TBILISI: US Vice President JD Vance will visit Armenia and Azerbaijan this week to push a Washington-brokered peace ​agreement that could transform energy and trade routes in the strategic South Caucasus region.

His two-day trip to Armenia, which begins later on Monday, comes just six months after the Armenian and Azerbaijani leaders signed an agreement at the White House seen as the first step toward peace after nearly 40 years of war.
Vance, the first US vice president to visit Armenia, is seeking to advance the Trump Route for International Peace and Prosperity (TRIPP), a proposed 43-kilometer (27-mile) corridor that would run across southern Armenia and give Azerbaijan a direct route to its exclave ‌of Nakhchivan ‌and in turn to Turkiye, Baku’s close ally.
“Vance’s visit should ‌serve ⁠to ​reaffirm the ‌US’s commitment to seeing the Trump Route through,” said Joshua Kucera, a senior South Caucasus analyst at Crisis Group.
“In a region like the Caucasus, even a small amount of attention from the US can make a significant impact.”
The Armenian government said on Monday that Vance would hold talks with Prime Minister Nikol Pashinyan and that both men would then make statements, without elaborating.
Vance will then visit Azerbaijan on Wednesday and Thursday, the White House has said.
Under the agreement signed last year, ⁠a private US firm, the TRIPP Development Company, has been granted exclusive rights to develop the proposed corridor, with Yerevan ‌retaining full sovereignty over its borders, customs, taxation and security.
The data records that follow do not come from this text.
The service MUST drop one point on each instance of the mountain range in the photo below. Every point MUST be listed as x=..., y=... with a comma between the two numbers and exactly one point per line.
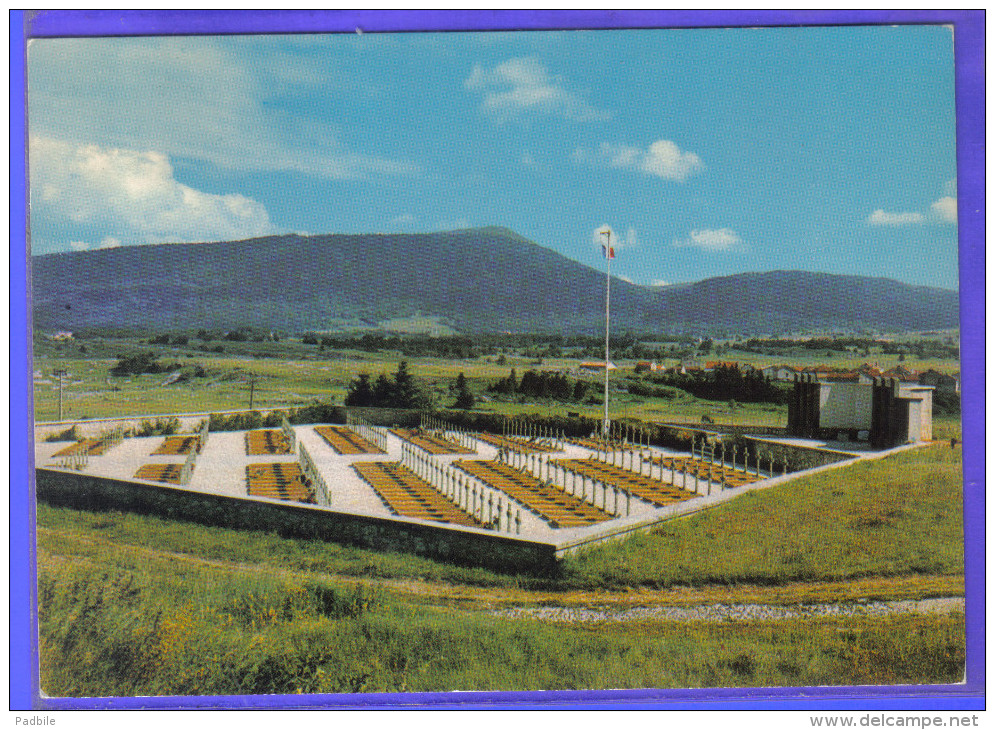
x=485, y=279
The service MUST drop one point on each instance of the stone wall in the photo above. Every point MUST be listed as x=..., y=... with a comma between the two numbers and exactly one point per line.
x=441, y=542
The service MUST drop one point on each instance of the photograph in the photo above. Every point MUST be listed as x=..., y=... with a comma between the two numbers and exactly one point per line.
x=589, y=356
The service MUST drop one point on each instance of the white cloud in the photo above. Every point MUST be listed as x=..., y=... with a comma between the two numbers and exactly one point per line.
x=721, y=239
x=522, y=85
x=662, y=158
x=884, y=218
x=945, y=209
x=135, y=194
x=199, y=98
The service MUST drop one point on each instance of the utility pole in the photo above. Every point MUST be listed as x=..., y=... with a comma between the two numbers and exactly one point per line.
x=60, y=373
x=609, y=255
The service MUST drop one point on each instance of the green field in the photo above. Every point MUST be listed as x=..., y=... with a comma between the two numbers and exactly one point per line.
x=138, y=605
x=289, y=374
x=134, y=604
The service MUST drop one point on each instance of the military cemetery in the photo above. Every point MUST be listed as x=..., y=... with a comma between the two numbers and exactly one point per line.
x=341, y=384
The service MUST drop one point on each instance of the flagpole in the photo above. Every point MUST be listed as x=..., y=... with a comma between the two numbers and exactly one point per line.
x=608, y=284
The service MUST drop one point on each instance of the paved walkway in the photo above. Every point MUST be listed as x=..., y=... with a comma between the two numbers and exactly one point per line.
x=733, y=612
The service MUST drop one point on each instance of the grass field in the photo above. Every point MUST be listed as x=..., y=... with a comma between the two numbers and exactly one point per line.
x=133, y=604
x=117, y=630
x=138, y=605
x=290, y=374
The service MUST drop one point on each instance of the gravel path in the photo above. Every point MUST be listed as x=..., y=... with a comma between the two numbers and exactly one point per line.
x=737, y=612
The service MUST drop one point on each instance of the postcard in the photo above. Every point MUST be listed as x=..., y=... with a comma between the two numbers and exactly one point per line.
x=592, y=357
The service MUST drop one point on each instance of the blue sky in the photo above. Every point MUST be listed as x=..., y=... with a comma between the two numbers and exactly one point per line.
x=708, y=152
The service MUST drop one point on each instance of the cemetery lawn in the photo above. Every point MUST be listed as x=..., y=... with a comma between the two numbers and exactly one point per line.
x=132, y=604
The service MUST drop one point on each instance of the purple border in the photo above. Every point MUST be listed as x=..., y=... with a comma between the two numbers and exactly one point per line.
x=969, y=54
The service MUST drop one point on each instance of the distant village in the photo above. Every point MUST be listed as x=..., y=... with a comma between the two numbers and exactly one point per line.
x=864, y=374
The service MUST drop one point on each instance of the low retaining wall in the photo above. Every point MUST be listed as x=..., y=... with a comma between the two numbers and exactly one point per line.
x=466, y=547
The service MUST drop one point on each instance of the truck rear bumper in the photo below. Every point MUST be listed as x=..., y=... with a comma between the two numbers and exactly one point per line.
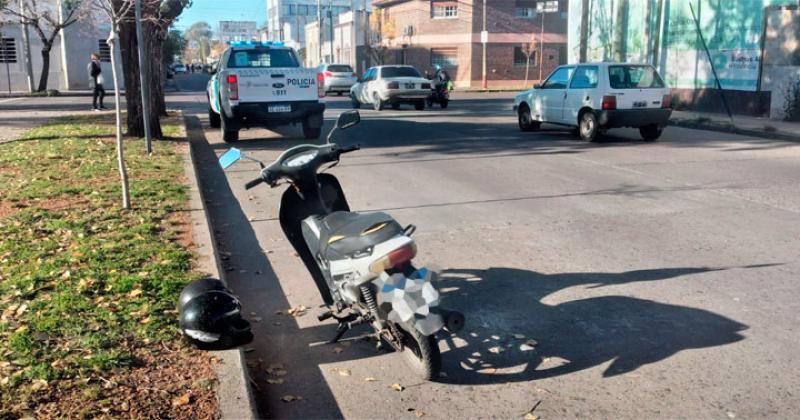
x=258, y=113
x=633, y=117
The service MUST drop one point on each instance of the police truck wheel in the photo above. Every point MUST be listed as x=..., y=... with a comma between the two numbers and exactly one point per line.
x=310, y=133
x=213, y=118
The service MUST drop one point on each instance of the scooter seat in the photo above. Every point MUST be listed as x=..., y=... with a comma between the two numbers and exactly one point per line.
x=344, y=233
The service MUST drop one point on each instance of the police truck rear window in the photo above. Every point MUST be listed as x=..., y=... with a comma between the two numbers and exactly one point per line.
x=262, y=58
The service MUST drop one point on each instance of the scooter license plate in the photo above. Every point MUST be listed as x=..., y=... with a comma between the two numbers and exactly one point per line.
x=279, y=108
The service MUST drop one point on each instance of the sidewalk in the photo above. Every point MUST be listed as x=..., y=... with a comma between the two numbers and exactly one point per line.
x=753, y=126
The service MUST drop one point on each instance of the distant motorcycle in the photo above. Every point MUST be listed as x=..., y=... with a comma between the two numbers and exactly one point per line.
x=439, y=95
x=361, y=263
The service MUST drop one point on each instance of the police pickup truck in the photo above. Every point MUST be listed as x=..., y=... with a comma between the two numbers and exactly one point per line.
x=262, y=84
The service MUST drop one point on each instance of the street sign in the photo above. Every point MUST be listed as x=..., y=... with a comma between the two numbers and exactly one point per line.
x=547, y=6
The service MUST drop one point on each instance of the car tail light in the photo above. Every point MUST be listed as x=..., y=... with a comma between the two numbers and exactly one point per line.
x=233, y=87
x=320, y=85
x=609, y=102
x=666, y=101
x=394, y=259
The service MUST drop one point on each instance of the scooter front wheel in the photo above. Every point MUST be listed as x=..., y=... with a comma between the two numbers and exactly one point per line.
x=421, y=353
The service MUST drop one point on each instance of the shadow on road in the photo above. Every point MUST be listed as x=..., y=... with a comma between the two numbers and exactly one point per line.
x=570, y=336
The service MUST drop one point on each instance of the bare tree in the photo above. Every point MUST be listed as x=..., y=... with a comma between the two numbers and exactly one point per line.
x=116, y=10
x=47, y=22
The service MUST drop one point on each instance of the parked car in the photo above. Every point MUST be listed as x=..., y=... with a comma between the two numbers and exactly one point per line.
x=595, y=97
x=264, y=85
x=337, y=78
x=392, y=85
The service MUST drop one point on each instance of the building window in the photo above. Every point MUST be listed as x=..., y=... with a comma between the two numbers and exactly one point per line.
x=8, y=50
x=444, y=10
x=444, y=57
x=523, y=12
x=104, y=51
x=520, y=59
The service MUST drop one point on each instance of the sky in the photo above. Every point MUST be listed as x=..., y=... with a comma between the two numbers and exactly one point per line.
x=213, y=11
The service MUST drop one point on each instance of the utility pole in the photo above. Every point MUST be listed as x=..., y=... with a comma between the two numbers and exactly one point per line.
x=366, y=39
x=319, y=32
x=6, y=58
x=330, y=18
x=484, y=41
x=148, y=141
x=541, y=44
x=26, y=39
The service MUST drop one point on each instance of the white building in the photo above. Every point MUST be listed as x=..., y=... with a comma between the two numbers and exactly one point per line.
x=287, y=19
x=347, y=46
x=68, y=58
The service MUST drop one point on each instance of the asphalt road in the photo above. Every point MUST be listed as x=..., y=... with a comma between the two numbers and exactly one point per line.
x=659, y=280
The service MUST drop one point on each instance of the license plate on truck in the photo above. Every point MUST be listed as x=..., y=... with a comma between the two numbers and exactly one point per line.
x=279, y=108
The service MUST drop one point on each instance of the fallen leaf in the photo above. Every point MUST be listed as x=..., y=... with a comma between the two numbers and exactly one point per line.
x=182, y=400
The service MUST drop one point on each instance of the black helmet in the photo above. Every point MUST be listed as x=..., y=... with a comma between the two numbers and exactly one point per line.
x=213, y=321
x=198, y=287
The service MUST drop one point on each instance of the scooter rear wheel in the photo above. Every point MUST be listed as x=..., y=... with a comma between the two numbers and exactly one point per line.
x=421, y=353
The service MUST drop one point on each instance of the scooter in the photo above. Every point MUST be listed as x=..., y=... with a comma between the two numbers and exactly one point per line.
x=360, y=262
x=440, y=95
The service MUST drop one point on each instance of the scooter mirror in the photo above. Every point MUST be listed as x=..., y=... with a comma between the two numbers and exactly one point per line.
x=230, y=157
x=348, y=119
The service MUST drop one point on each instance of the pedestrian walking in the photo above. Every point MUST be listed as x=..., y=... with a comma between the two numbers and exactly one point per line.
x=96, y=82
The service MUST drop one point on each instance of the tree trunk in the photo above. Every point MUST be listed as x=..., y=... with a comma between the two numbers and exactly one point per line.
x=45, y=68
x=133, y=96
x=584, y=38
x=620, y=29
x=123, y=173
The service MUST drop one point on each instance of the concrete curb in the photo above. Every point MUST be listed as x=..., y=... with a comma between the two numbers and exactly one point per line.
x=727, y=128
x=233, y=392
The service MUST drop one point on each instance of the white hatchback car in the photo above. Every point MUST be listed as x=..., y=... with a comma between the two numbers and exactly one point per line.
x=391, y=85
x=595, y=97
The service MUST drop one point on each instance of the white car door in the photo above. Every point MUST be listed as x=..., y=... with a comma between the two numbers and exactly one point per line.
x=552, y=94
x=581, y=92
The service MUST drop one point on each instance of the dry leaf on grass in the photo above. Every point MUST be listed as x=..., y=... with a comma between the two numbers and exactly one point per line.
x=182, y=400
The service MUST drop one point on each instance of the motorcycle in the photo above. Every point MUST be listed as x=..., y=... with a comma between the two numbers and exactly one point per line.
x=360, y=262
x=440, y=95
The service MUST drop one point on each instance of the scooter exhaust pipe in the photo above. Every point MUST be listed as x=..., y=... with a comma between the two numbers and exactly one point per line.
x=453, y=321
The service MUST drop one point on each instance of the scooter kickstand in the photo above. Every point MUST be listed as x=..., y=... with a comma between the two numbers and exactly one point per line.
x=340, y=331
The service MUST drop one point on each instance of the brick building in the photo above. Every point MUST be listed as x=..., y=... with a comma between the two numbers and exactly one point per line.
x=424, y=33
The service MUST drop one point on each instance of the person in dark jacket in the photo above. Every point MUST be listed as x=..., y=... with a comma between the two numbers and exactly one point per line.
x=96, y=82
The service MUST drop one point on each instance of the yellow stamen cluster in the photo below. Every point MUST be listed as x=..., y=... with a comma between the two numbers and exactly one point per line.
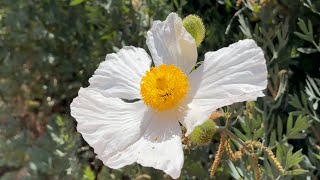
x=164, y=87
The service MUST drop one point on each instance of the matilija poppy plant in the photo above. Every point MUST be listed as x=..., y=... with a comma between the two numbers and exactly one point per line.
x=131, y=111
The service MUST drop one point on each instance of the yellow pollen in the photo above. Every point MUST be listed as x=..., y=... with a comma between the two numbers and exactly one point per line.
x=163, y=87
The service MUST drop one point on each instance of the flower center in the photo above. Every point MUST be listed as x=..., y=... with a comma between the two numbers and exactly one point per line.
x=163, y=87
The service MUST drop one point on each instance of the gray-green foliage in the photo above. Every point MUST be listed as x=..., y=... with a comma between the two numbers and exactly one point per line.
x=49, y=49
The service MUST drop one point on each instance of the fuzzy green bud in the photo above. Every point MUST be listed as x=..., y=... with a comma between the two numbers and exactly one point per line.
x=202, y=134
x=195, y=27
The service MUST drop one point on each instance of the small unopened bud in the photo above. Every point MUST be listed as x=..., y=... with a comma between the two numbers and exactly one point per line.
x=202, y=134
x=195, y=27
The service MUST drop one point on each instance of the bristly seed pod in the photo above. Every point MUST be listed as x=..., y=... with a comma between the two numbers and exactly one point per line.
x=202, y=135
x=195, y=27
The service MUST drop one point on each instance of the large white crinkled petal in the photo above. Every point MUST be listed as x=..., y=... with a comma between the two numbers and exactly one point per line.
x=233, y=74
x=160, y=147
x=120, y=74
x=170, y=43
x=109, y=125
x=123, y=133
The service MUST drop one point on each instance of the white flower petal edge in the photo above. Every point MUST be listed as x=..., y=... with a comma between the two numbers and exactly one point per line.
x=123, y=133
x=160, y=147
x=170, y=43
x=120, y=74
x=232, y=74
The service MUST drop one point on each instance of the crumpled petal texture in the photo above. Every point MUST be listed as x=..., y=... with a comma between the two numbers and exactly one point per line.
x=170, y=43
x=232, y=74
x=122, y=131
x=120, y=74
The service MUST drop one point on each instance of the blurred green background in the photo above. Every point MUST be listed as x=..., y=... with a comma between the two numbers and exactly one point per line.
x=49, y=49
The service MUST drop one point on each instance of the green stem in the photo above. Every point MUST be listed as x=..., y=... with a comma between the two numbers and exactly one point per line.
x=234, y=137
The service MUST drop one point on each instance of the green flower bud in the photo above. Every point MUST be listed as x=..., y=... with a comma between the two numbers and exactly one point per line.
x=195, y=27
x=202, y=134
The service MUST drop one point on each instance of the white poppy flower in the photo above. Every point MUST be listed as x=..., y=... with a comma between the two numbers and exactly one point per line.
x=147, y=130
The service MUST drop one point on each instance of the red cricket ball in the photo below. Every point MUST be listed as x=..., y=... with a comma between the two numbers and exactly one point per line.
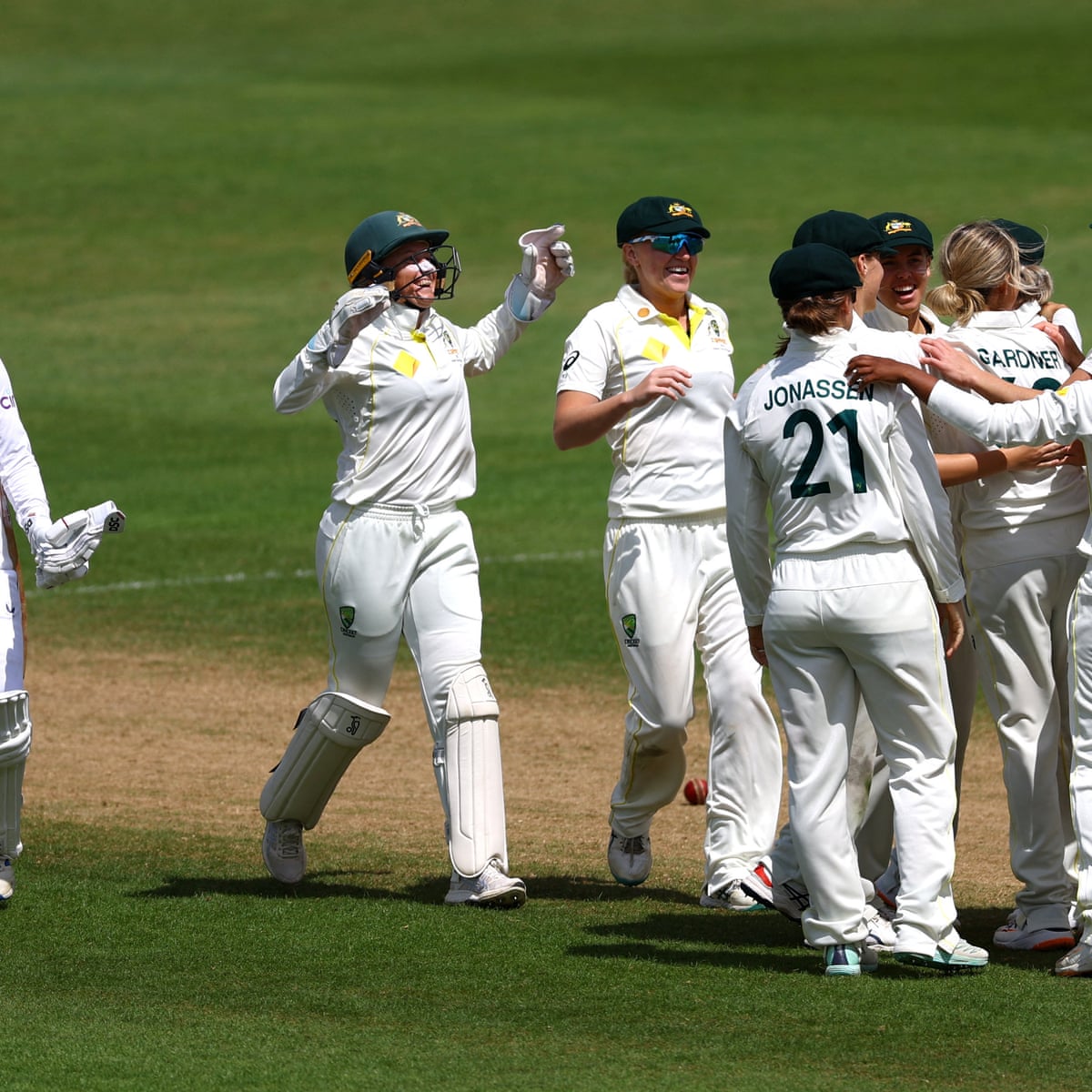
x=696, y=791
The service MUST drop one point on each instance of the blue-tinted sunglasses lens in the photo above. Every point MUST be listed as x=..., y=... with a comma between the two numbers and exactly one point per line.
x=672, y=244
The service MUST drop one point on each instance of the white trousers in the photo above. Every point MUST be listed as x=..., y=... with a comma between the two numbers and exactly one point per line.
x=12, y=759
x=1018, y=614
x=670, y=589
x=840, y=631
x=1080, y=782
x=387, y=572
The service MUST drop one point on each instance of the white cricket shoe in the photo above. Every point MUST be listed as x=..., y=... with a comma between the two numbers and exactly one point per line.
x=730, y=896
x=880, y=936
x=492, y=888
x=955, y=955
x=1016, y=936
x=629, y=858
x=849, y=960
x=787, y=899
x=283, y=850
x=1077, y=962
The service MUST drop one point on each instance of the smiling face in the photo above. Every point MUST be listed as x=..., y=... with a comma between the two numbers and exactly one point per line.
x=415, y=274
x=664, y=279
x=905, y=278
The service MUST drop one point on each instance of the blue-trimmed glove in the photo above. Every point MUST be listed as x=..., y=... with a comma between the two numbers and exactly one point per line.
x=547, y=261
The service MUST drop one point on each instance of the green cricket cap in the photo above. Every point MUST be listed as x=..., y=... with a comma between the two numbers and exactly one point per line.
x=845, y=230
x=812, y=268
x=659, y=217
x=1032, y=245
x=377, y=236
x=901, y=229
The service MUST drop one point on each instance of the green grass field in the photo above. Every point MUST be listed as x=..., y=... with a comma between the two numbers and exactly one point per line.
x=179, y=178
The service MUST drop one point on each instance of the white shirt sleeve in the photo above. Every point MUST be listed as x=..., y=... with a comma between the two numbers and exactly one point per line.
x=19, y=470
x=746, y=496
x=1063, y=415
x=924, y=502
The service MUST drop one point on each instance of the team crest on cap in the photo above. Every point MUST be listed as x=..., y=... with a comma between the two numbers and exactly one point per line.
x=895, y=227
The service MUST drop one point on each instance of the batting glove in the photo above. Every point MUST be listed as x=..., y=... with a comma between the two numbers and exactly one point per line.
x=547, y=261
x=70, y=541
x=356, y=309
x=36, y=528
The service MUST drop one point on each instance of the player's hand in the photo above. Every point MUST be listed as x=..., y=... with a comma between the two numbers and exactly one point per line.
x=951, y=626
x=865, y=369
x=547, y=262
x=950, y=363
x=669, y=382
x=36, y=528
x=757, y=644
x=547, y=259
x=1046, y=457
x=71, y=541
x=356, y=309
x=1062, y=338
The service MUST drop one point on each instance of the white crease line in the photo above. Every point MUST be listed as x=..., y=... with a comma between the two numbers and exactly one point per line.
x=80, y=588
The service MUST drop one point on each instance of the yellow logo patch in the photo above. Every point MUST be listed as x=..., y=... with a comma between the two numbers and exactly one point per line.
x=654, y=350
x=407, y=365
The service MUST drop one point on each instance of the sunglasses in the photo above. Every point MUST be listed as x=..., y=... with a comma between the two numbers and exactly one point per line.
x=672, y=244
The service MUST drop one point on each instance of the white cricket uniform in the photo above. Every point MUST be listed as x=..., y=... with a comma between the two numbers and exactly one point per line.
x=1064, y=317
x=393, y=552
x=1064, y=415
x=863, y=549
x=962, y=670
x=669, y=579
x=21, y=481
x=883, y=318
x=1020, y=536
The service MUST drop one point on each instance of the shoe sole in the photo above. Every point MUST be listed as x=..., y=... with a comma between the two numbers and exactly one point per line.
x=631, y=883
x=716, y=905
x=1053, y=944
x=916, y=959
x=282, y=879
x=1087, y=973
x=502, y=900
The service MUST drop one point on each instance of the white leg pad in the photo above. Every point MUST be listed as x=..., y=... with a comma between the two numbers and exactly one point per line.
x=329, y=735
x=472, y=774
x=15, y=747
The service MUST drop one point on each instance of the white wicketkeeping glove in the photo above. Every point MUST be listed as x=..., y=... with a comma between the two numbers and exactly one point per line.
x=547, y=261
x=356, y=309
x=66, y=549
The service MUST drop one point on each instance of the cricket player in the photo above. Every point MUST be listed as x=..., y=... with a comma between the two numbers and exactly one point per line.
x=394, y=555
x=61, y=551
x=1063, y=416
x=849, y=611
x=651, y=371
x=1020, y=534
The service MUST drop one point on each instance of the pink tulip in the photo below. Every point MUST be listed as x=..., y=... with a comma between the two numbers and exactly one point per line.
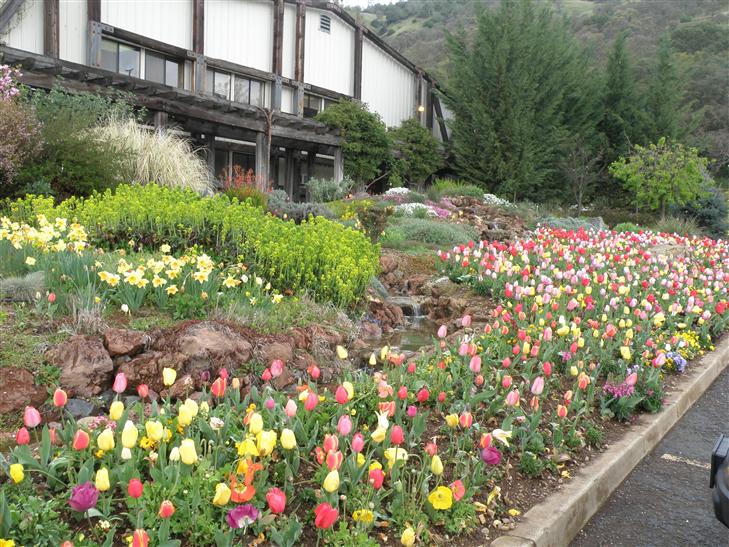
x=344, y=425
x=538, y=385
x=120, y=383
x=31, y=417
x=290, y=408
x=357, y=442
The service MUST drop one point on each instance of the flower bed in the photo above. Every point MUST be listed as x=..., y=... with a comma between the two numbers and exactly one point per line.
x=590, y=323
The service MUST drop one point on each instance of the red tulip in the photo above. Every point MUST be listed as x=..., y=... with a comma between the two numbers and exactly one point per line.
x=166, y=509
x=377, y=477
x=120, y=383
x=143, y=390
x=22, y=436
x=396, y=435
x=218, y=387
x=325, y=515
x=80, y=440
x=276, y=499
x=135, y=488
x=31, y=417
x=60, y=398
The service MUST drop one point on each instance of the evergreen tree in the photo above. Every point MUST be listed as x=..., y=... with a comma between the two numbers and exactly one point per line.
x=518, y=93
x=622, y=118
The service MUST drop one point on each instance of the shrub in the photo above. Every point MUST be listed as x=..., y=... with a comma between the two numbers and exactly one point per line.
x=365, y=144
x=334, y=263
x=449, y=187
x=161, y=157
x=417, y=154
x=73, y=160
x=678, y=225
x=627, y=227
x=280, y=205
x=322, y=190
x=428, y=231
x=709, y=211
x=20, y=141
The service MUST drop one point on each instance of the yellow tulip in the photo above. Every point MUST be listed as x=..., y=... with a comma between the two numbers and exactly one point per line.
x=266, y=442
x=288, y=439
x=255, y=424
x=129, y=435
x=184, y=416
x=154, y=430
x=102, y=480
x=408, y=537
x=436, y=465
x=331, y=481
x=168, y=376
x=105, y=440
x=222, y=494
x=188, y=455
x=17, y=473
x=116, y=410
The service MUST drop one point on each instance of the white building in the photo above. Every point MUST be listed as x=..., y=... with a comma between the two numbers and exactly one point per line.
x=241, y=77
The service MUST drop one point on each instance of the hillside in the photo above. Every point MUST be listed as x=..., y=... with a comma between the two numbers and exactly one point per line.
x=699, y=30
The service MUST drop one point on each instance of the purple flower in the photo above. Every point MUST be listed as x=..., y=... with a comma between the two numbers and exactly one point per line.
x=242, y=516
x=83, y=497
x=491, y=455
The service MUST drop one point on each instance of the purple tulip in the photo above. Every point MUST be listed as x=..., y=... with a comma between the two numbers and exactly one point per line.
x=83, y=497
x=491, y=455
x=242, y=516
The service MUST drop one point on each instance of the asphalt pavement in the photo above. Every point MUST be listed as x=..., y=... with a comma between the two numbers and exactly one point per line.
x=666, y=500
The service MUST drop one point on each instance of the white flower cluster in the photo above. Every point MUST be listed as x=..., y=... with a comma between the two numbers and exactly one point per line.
x=491, y=199
x=397, y=191
x=410, y=209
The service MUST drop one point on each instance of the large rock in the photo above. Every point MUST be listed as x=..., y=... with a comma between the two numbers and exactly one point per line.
x=86, y=367
x=18, y=389
x=125, y=342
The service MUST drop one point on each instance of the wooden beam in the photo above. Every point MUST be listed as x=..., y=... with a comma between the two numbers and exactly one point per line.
x=300, y=40
x=441, y=119
x=93, y=8
x=8, y=11
x=198, y=26
x=278, y=17
x=358, y=38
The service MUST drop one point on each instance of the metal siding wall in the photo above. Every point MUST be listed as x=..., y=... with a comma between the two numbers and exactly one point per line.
x=329, y=59
x=169, y=21
x=73, y=30
x=387, y=86
x=240, y=31
x=289, y=41
x=26, y=28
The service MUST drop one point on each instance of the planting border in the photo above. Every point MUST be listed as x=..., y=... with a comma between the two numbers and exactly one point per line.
x=556, y=520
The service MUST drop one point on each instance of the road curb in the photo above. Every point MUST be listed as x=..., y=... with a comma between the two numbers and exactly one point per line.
x=556, y=520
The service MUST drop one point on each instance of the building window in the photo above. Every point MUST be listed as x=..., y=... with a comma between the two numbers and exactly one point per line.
x=325, y=23
x=248, y=91
x=121, y=58
x=218, y=83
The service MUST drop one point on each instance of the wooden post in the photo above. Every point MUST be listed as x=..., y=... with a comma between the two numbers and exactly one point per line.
x=51, y=28
x=262, y=160
x=358, y=39
x=338, y=164
x=198, y=26
x=278, y=17
x=300, y=40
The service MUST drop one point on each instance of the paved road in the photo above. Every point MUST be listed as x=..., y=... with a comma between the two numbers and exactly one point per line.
x=666, y=501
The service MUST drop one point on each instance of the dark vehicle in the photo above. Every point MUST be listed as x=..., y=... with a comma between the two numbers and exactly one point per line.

The ‍route would better connect Asia to Europe ‍while — crucially for Washington — bypassing Russia and Iran at a time when Western countries are ‍keen on diversifying energy and trade routes away from Russia due to its war in Ukraine. Russia has traditionally viewed the South Caucasus as part of its sphere of influence but has seen its clout there diminish as it is distracted by the war in Ukraine. Securing US access to supplies of ​critical minerals is also likely to be a key focus of Vance’s visit. TRIPP could prove a key transit corridor for the vast mineral wealth of ⁠Central Asia — including uranium, copper, gold and rare earths — to Western markets.

CLOSED BORDERS, BITTER RIVALS
In Soviet times the South Caucasus was criss-crossed by railways and oil pipelines until a series of wars beginning in the 1980s disrupted energy routes and shuttered the border between Armenia and Turkiye, Azerbaijan’s key regional ally.
Armenia and Azerbaijan were locked in bitter conflict for nearly four decades, primarily over the mountainous region of Nagorno-Karabakh, an internationally recognized part of Azerbaijan that broke away from Baku’s control as the Soviet Union fell apart in 1991.
Azerbaijan and Armenia fought two wars over Karabakh before Baku finally took it back in 2023. Karabakh’s entire ethnic Armenian population of around 100,000 people fled to Armenia. The two neighbors have made progress in recent months on normalizing relations, including restarting ‌some energy shipments.
But major hurdles remain to full and lasting peace, including a demand by Azerbaijan that Armenia change its constitution to remove what Baku says contains implicit claims on Azerbaijani territory.